Je me lève et vais dans ma salle de bain. Vu que mon père gagne bien sa vie, on a une très grande maison. Plus que grande, même. Chaque chambre a une salle de bain attitrée, à laquelle on ne peut pas accéder sans passer par la chambre. On peut dire que c'est une sorte de suite.
Je fais couler l'eau chaude et me lave tranquillement. Je m'habille simplement, puis je vais dans la cuisine pour prendre mon petit-déjeuner. Je mange tranquillement une tartine de Nutella : le chocolat, c'est mon péché mignon.
Soudain, j'entends la sonnerie de mon téléphone. Je vais le chercher sans me presser. C'est encore Pablo. De toute façon, je n'ai que cinq numéros : mon père, ma mère, mon frère, Pablo et Matthieu. Je me suis envoyé un message quand j'ai pris son téléphone, dans les toilettes.
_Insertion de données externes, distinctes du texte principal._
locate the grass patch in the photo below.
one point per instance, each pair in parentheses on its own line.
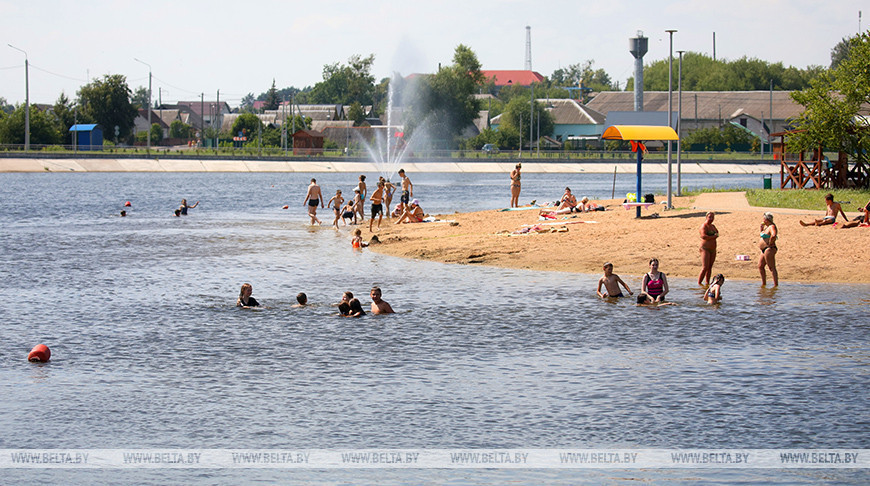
(811,199)
(695,192)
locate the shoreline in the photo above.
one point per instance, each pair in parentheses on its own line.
(584,242)
(157,164)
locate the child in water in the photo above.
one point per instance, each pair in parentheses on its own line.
(301,299)
(713,295)
(611,283)
(357,241)
(245,300)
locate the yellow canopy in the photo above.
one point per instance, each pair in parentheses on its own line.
(639,132)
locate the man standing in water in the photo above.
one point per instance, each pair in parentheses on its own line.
(515,185)
(379,306)
(377,206)
(313,198)
(407,188)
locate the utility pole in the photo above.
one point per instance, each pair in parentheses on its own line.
(218,117)
(531,119)
(679,124)
(26,98)
(148,133)
(670,113)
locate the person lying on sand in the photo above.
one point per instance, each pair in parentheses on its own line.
(831,213)
(414,214)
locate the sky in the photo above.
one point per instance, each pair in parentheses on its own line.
(196,46)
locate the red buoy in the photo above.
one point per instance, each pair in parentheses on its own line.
(39,354)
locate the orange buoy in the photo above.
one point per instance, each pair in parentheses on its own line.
(39,354)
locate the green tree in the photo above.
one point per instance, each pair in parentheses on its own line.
(582,74)
(272,99)
(179,129)
(517,118)
(445,104)
(156,133)
(832,105)
(106,101)
(5,107)
(344,84)
(356,114)
(65,117)
(702,73)
(43,128)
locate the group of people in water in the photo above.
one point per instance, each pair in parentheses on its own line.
(406,211)
(349,306)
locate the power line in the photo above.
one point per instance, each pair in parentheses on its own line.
(56,74)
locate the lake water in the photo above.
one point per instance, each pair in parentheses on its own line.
(148,350)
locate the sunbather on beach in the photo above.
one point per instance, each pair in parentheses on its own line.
(568,200)
(831,213)
(862,220)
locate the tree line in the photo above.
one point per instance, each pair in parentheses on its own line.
(442,102)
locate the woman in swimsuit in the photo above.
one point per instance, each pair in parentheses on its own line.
(515,186)
(568,201)
(709,233)
(655,284)
(767,245)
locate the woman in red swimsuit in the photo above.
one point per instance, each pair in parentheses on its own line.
(654,282)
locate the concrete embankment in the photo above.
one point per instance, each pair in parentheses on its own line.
(189,164)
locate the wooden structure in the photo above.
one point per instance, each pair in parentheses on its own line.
(815,171)
(307,142)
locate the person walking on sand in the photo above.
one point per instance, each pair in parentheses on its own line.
(709,234)
(767,245)
(358,206)
(515,185)
(389,189)
(833,210)
(611,283)
(407,188)
(379,306)
(313,198)
(655,283)
(335,203)
(377,205)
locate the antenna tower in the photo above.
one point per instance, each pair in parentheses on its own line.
(528,48)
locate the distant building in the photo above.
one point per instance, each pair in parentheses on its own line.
(571,120)
(88,136)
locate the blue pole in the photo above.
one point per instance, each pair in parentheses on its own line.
(639,157)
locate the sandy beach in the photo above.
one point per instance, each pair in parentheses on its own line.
(583,242)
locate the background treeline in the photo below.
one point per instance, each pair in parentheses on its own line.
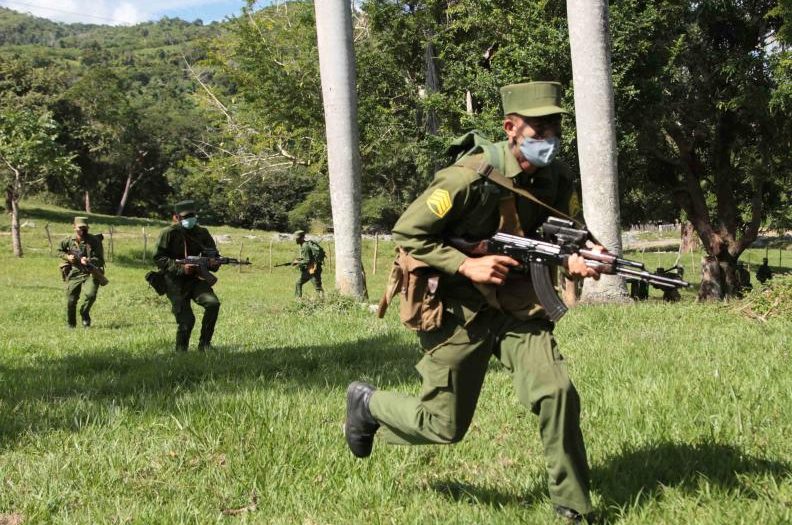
(230,113)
Bien sûr, j'ai supprimé le SMS après. Hors de question qu'il sache que j'ai récupéré son numéro. Il me prendrait pour un psychopathe.
Je fais glisser l'icône du téléphone vert, et réponds à Pablo.
- Allô ?, je lui dis.
- Ouais, Dari, je passe te prendre dans deux minutes, alors dépêche-toi !
- Tu ne peux pas venir plus tard ?, je tente.
- Nop, je suis déjà en route, me répond-il.
- Tu me fais chier. Je me prépare et je sors.
- Ok, à tout de suite !
Je raccroche et je finis de manger mon petit-déjeuner. C'est le plus important. Je mets mes chaussures, et je prends un blouson assez chaud. Après tout, l'hiver arrive bientôt !
Ensuite, je sors de chez moi. Pablo est déjà assis devant ma porte, sur le perron.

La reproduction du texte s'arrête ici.